The Japanese are well known for their aesthetics, not least in buildings. How they use the harmony in balanced geometric expressions have not changed remarkably for thousands of years. Though trends are often look towards Japan, few are aware that they weight material choices as equally important to the harmony in the space we inhabit. Where us common westerns see white plaster walls, the Japanese may create the exact same expression, but made by natural materials. It may sound strange, but they undoubtedly have well-proven techniques. What they know, and our civilization may have forgotten, is that all these qualities contribute to a comfortable indoor climate and good health.
Implying these principles do not necessarily mean that all interior spaces must resolve in earth-toned colors, or is destined to have an "organic" look.

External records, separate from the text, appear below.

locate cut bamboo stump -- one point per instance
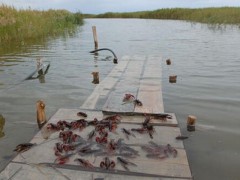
(95, 37)
(173, 79)
(168, 61)
(2, 123)
(41, 116)
(95, 77)
(191, 123)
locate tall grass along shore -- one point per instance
(223, 15)
(20, 25)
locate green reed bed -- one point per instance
(20, 25)
(223, 15)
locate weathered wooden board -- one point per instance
(138, 118)
(16, 171)
(137, 75)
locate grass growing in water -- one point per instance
(22, 25)
(223, 15)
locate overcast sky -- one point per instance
(102, 6)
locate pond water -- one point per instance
(205, 58)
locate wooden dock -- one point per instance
(137, 75)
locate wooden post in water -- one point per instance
(95, 77)
(168, 61)
(191, 123)
(2, 123)
(173, 79)
(95, 36)
(41, 116)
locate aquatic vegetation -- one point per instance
(222, 15)
(22, 25)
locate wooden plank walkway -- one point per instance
(137, 75)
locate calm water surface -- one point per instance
(205, 59)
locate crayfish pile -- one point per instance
(98, 142)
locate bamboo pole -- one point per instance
(41, 116)
(95, 36)
(168, 61)
(2, 123)
(191, 121)
(95, 77)
(173, 79)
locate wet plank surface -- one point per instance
(140, 76)
(29, 164)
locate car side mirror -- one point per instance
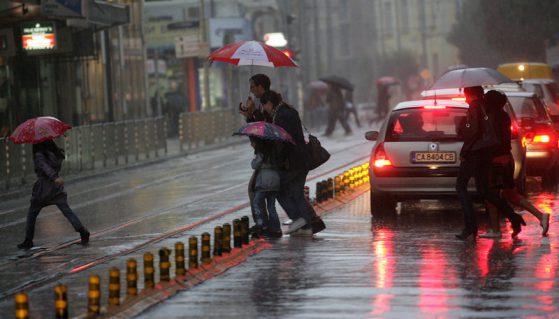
(371, 135)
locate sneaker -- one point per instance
(302, 232)
(300, 222)
(274, 234)
(26, 244)
(287, 222)
(491, 234)
(317, 225)
(84, 236)
(545, 224)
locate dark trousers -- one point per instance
(479, 168)
(35, 208)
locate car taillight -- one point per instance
(541, 138)
(380, 159)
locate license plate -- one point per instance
(433, 157)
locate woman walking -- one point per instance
(49, 190)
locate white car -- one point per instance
(416, 154)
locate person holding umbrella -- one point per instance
(49, 186)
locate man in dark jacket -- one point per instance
(475, 162)
(291, 196)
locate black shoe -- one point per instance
(317, 225)
(84, 235)
(26, 244)
(274, 234)
(465, 234)
(257, 231)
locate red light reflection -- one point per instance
(384, 268)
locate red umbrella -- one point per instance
(38, 130)
(251, 53)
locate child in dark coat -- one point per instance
(49, 190)
(266, 186)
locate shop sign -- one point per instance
(38, 36)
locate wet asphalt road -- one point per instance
(406, 267)
(130, 212)
(409, 266)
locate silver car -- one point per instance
(416, 154)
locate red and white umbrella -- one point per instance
(252, 53)
(38, 130)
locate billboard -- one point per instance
(38, 36)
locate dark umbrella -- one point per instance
(266, 131)
(343, 83)
(462, 78)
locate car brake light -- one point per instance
(541, 138)
(380, 160)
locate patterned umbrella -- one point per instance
(38, 130)
(251, 53)
(266, 131)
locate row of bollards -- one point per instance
(221, 246)
(342, 183)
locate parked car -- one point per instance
(542, 148)
(416, 153)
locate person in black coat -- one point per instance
(475, 161)
(49, 190)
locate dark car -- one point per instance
(542, 149)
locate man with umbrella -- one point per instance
(291, 196)
(49, 187)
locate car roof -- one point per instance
(505, 87)
(520, 94)
(421, 103)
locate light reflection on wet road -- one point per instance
(409, 266)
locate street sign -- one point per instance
(38, 36)
(187, 46)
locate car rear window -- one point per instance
(528, 107)
(424, 124)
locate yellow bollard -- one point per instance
(245, 224)
(179, 259)
(149, 271)
(226, 243)
(131, 278)
(206, 255)
(114, 287)
(164, 264)
(94, 296)
(218, 240)
(22, 306)
(60, 301)
(192, 252)
(237, 243)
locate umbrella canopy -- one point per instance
(387, 80)
(342, 82)
(251, 53)
(266, 131)
(38, 130)
(462, 78)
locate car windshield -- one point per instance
(528, 107)
(425, 124)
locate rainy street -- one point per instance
(406, 266)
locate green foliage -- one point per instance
(488, 33)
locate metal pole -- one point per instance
(204, 30)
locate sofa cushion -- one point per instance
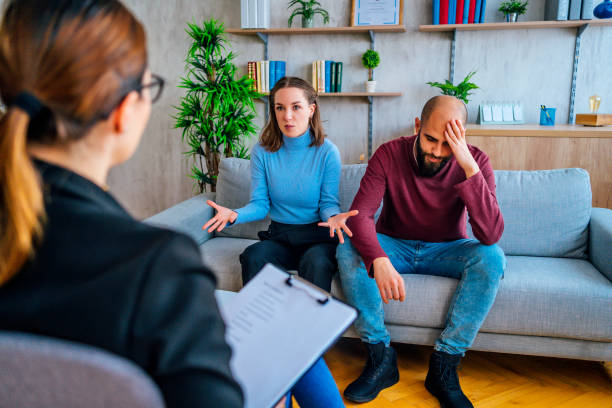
(234, 191)
(546, 212)
(221, 255)
(555, 297)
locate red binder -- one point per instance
(443, 11)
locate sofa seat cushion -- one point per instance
(555, 297)
(221, 255)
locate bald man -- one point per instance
(428, 182)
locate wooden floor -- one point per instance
(488, 379)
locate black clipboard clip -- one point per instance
(321, 301)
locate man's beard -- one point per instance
(428, 169)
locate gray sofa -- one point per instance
(556, 296)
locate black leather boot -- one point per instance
(443, 383)
(379, 373)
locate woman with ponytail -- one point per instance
(73, 263)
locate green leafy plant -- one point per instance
(217, 111)
(307, 9)
(513, 6)
(370, 59)
(460, 91)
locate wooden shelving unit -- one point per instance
(522, 25)
(263, 35)
(579, 25)
(356, 94)
(318, 30)
(576, 131)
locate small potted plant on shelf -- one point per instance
(460, 91)
(512, 9)
(370, 60)
(307, 9)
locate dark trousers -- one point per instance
(305, 248)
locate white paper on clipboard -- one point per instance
(277, 330)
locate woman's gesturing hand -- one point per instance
(220, 220)
(337, 224)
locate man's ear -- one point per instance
(120, 116)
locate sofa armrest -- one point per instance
(600, 240)
(187, 217)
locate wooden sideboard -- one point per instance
(534, 147)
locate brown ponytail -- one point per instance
(21, 203)
(77, 60)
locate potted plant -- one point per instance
(217, 111)
(460, 91)
(307, 9)
(370, 60)
(512, 9)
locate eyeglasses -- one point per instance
(156, 85)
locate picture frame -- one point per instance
(377, 13)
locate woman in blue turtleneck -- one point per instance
(295, 177)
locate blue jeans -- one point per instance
(478, 267)
(316, 389)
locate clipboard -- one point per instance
(278, 326)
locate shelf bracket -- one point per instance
(571, 118)
(370, 124)
(452, 66)
(264, 39)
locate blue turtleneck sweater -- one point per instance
(297, 184)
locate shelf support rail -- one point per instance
(452, 66)
(264, 39)
(571, 118)
(370, 106)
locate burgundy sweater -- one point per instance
(431, 209)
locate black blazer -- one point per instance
(102, 278)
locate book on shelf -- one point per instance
(587, 10)
(452, 6)
(436, 12)
(338, 76)
(556, 10)
(328, 75)
(472, 12)
(574, 10)
(443, 11)
(459, 12)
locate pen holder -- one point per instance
(547, 116)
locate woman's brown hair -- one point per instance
(271, 136)
(77, 60)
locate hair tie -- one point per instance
(29, 103)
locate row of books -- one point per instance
(255, 13)
(568, 10)
(327, 76)
(265, 74)
(459, 11)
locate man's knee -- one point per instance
(493, 259)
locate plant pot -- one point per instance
(511, 17)
(307, 22)
(603, 10)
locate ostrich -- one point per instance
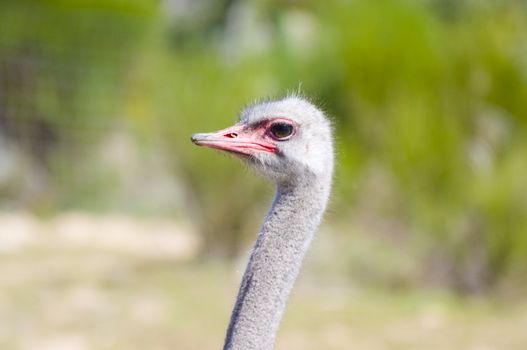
(290, 142)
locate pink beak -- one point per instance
(234, 139)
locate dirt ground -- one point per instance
(80, 282)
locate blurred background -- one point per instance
(117, 233)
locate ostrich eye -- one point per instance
(281, 130)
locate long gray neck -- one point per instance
(275, 262)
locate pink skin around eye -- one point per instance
(241, 140)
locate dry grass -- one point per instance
(56, 295)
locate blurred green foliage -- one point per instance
(428, 99)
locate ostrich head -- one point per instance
(284, 140)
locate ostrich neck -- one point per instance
(275, 262)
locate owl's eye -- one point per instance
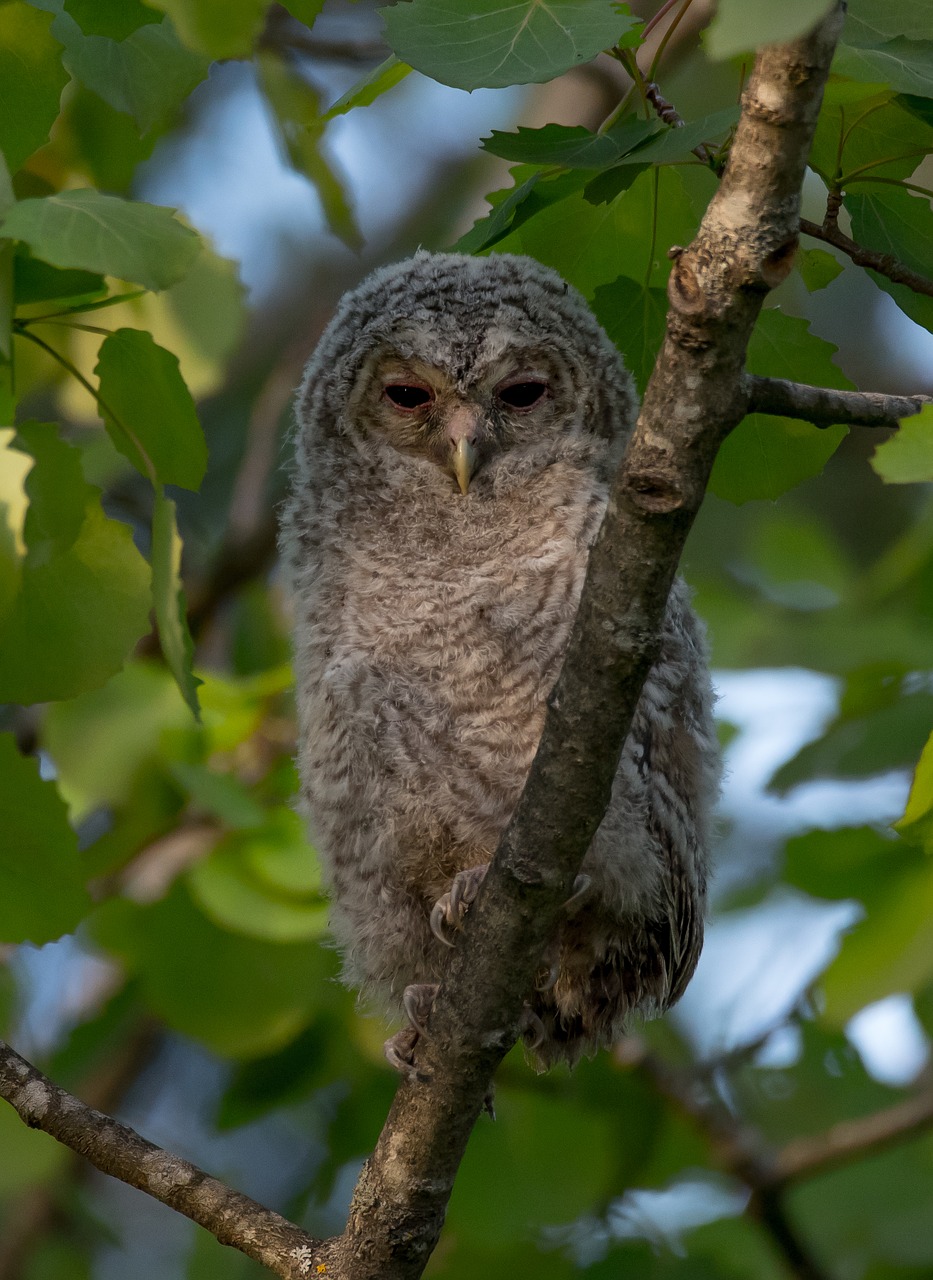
(408, 396)
(522, 396)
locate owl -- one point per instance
(457, 429)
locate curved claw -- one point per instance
(580, 888)
(440, 914)
(531, 1025)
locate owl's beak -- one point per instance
(463, 462)
(463, 434)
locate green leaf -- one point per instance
(572, 147)
(149, 411)
(113, 18)
(301, 126)
(906, 65)
(42, 892)
(379, 81)
(817, 268)
(219, 794)
(867, 737)
(239, 996)
(917, 823)
(593, 245)
(39, 282)
(149, 74)
(895, 222)
(908, 456)
(104, 739)
(31, 81)
(305, 10)
(635, 319)
(741, 26)
(85, 229)
(264, 883)
(489, 45)
(765, 456)
(168, 599)
(872, 22)
(77, 599)
(861, 129)
(218, 28)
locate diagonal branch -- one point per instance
(885, 264)
(823, 406)
(745, 246)
(696, 394)
(808, 1157)
(119, 1151)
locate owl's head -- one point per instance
(461, 368)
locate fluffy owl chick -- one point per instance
(457, 428)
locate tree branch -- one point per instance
(119, 1151)
(696, 394)
(824, 406)
(744, 247)
(885, 264)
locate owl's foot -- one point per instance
(449, 910)
(399, 1048)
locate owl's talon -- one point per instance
(579, 892)
(531, 1025)
(417, 1001)
(399, 1052)
(451, 908)
(440, 913)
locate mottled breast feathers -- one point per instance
(457, 428)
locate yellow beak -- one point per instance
(463, 462)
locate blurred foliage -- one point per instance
(147, 810)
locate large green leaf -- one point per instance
(149, 74)
(264, 882)
(486, 44)
(593, 245)
(149, 411)
(634, 318)
(76, 590)
(863, 131)
(168, 599)
(908, 456)
(574, 147)
(764, 456)
(741, 26)
(31, 81)
(113, 18)
(371, 86)
(42, 891)
(218, 28)
(104, 233)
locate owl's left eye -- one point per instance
(408, 396)
(522, 396)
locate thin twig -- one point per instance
(824, 406)
(885, 264)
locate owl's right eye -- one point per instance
(408, 397)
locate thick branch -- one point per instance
(885, 264)
(745, 246)
(827, 407)
(119, 1151)
(851, 1139)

Color choices is no longer a barrier product selection, and there are lots of exciting and modern innovations on building components and material.
The last decades’ interior trends have unfortunately resulted in surfaces and expressions which cause toxic emissions in the indoor environment and are harmful in production. Also, apparently natural materials, such as veneer plates, omit harmful substances in the binder. It is worrisome that the content of chemicals in modern materials and products increases accordingly to the refurbishment hysteria. Still, there is widely opted concerns about the outcome the cocktail-effect, and how it effects humans.
We spend 90% of our time indoors, we should open our eyes to what toxins we obtain through the air we breathe in our indoor environments.